Prenant note du fait qu’aucun organe de suivi au sein du Conseil de l’Europe n’est chargé spécifiquement de surveiller les discriminations envers les personnes LGBT et que le Conseil de l’Europe n’a pas initié de campagnes ou de programmes traitant en particulier de ces questions ;

Appelle le Comité des Ministres à

    a. s’assurer que sa décision de réexamen de la Recommandation 2010 (5) au printemps 2013 est réellement mise en œuvre, pour promouvoir de nouveaux progrès de la part des Etats membres dans le combat contre la discrimination fondée sur l’orientation sexuelle ou l’identité de genre;
    b. engager une action ciblée pour charger un organe de suivi du Conseil de l’Europe, et de préférence, la Commission Européenne contre le Racisme et l’Intolérance, de la responsabilité du suivi continu de ce type de discrimination ;
    c. s’assurer que les campagnes et programmes du Conseil de l’Europe traitent, lorsque cela est pertinent, de la discrimination fondée sur l’orientation sexuelle ou l’identité de genre;

Appel les Etats membres à

    Mettre en œuvre la Recommandation 2010 (5) et les recommandations détaillées du Commissaire aux Droits de l’Homme, particulièrement en relation avec les problèmes soulevés ci-dessus;

Invitent les OING qui bénéficient du statut participatif au Conseil de l’Europe à

    Encourager leurs membres nationaux à coopérer avec les défenseurs des droits humains qui travaillent pour les droits des personnes LGBT en soutenant la mise en œuvre de la Recommandation 2010 (5) et des recommandations du Commissaire aux Droits de l’Homme.

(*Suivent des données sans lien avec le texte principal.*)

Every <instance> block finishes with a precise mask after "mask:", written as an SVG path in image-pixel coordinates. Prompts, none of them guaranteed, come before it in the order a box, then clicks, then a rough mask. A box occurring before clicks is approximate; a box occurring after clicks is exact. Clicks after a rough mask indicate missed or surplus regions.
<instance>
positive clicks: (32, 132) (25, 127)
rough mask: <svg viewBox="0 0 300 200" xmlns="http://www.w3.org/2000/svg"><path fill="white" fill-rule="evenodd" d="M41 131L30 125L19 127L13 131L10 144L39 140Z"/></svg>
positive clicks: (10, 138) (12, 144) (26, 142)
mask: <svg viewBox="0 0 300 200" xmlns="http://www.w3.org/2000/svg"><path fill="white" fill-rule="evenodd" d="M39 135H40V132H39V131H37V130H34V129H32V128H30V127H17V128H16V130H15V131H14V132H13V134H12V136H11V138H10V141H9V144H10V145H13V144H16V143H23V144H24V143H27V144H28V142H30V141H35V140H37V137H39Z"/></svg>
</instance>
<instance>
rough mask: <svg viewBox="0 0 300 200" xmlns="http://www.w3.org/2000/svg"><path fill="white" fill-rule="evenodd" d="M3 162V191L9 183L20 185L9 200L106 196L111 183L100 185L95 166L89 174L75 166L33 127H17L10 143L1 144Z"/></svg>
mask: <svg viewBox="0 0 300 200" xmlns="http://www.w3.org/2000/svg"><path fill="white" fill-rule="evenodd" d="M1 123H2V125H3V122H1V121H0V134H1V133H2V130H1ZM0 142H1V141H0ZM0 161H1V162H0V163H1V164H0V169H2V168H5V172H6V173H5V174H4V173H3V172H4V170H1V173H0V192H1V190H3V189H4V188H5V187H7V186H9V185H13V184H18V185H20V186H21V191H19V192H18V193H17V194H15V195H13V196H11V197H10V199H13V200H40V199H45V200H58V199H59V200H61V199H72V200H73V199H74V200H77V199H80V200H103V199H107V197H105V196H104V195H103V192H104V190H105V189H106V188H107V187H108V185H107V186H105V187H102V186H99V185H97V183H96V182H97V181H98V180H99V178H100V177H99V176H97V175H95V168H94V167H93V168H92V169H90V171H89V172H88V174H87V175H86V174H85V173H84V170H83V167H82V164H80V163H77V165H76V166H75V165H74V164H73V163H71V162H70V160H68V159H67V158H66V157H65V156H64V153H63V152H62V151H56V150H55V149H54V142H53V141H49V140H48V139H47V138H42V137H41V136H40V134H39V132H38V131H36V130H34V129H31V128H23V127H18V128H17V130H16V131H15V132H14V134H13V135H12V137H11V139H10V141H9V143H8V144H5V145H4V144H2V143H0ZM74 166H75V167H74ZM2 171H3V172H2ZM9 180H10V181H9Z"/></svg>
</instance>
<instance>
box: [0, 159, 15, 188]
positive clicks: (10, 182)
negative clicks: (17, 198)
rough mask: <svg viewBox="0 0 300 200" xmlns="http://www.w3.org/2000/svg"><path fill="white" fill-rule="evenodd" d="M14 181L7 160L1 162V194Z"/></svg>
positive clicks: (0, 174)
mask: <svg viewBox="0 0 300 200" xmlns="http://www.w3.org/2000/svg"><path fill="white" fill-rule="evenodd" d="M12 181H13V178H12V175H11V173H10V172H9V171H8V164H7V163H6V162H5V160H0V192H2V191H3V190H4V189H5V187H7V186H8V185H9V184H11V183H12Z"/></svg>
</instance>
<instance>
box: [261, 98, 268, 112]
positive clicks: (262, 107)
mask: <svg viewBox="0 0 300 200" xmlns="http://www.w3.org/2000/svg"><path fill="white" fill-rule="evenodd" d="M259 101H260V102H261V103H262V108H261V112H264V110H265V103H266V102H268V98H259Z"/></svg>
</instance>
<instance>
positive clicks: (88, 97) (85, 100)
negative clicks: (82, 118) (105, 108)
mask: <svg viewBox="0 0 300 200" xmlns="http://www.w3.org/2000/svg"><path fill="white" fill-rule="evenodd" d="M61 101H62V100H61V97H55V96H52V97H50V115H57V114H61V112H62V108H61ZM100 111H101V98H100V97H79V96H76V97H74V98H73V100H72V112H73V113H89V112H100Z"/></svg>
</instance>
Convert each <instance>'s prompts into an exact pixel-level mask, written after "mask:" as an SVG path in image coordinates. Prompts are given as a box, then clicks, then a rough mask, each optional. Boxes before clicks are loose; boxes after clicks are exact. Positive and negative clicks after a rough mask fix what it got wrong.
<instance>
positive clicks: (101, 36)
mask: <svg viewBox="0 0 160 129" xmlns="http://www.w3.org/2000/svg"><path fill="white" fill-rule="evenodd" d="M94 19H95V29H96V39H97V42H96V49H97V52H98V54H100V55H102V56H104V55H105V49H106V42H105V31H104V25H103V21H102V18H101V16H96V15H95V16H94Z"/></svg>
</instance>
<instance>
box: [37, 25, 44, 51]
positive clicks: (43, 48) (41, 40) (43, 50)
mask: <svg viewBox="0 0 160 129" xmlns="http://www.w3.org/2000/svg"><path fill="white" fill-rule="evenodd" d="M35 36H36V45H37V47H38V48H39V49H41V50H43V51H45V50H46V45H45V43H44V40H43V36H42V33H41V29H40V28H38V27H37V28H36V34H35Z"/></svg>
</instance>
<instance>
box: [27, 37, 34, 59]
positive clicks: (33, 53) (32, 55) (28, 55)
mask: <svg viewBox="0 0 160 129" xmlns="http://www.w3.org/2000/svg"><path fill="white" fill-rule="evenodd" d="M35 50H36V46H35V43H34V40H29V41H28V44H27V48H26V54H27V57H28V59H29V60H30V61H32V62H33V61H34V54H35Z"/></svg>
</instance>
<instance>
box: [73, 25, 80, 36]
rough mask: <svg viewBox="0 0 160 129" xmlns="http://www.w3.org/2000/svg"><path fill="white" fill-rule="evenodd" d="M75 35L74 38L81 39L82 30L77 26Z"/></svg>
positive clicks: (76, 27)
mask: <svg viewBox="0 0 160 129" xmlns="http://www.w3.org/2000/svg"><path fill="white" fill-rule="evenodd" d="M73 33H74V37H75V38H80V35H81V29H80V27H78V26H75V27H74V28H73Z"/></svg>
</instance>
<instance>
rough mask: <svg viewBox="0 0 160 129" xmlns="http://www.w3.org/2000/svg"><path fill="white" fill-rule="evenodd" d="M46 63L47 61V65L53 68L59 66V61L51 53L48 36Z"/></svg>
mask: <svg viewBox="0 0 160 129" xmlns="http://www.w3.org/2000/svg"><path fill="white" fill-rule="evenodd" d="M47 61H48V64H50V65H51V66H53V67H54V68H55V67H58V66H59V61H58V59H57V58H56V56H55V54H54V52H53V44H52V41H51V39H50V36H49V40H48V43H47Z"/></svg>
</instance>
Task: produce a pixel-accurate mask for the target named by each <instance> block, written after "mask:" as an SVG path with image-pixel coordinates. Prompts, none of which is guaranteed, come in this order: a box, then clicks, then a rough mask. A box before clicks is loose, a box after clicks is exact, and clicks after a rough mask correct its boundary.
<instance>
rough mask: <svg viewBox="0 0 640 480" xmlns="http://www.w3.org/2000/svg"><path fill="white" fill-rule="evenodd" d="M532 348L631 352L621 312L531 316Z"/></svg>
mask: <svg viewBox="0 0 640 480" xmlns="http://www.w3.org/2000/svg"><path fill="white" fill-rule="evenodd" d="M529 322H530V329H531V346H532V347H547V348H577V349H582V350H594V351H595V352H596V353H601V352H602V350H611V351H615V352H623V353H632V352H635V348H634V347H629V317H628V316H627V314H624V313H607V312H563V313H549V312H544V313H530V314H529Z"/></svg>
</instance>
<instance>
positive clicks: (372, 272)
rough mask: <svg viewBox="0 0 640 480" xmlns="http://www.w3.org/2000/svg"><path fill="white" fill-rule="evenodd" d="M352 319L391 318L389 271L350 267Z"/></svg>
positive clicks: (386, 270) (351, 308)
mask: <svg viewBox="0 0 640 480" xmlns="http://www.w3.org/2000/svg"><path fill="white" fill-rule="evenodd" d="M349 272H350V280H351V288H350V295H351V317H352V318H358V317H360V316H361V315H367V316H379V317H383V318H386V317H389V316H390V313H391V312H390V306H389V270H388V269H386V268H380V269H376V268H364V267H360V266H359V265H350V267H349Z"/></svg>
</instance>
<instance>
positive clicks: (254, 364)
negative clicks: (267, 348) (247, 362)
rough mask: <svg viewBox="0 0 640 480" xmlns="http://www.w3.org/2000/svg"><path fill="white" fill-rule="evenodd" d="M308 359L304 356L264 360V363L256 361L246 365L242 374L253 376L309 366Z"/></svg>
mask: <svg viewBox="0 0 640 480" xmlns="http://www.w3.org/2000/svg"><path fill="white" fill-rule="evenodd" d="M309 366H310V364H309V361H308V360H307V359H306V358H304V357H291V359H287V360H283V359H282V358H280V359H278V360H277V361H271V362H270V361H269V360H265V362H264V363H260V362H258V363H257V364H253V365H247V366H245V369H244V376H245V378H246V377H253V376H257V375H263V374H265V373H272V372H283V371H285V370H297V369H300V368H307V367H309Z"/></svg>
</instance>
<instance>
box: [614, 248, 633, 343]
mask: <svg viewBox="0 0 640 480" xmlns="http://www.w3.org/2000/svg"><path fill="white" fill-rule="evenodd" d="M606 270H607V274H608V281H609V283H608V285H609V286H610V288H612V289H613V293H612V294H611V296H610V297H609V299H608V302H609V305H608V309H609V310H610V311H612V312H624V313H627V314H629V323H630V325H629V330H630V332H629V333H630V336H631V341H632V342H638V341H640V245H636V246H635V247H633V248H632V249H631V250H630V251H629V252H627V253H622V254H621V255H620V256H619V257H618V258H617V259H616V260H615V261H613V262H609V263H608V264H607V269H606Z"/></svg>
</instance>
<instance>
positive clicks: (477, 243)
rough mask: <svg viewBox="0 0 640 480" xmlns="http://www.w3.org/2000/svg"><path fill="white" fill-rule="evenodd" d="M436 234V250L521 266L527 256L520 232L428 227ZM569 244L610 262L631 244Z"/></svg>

1 https://wcd.coe.int/ViewDoc.jsp?id=1606657&Site=CM&BackColorInternet=C3C3C3&BackColorIntranet=EDB021&BackColorLogged=F5D383

2 http://www.coe.int/t/Commissioner/Source/LGBT/LGBTStudy2011_fr.pdf

3 Voir l’étude Study on Homophobia, Transphobia and Discrimination on Grounds of Sexual Orientation and Gender Identity Sociological Report: Turkey par l’Institut Danois des Droits Humains, préparée par le bureau du Commissaire aux Droits Humains.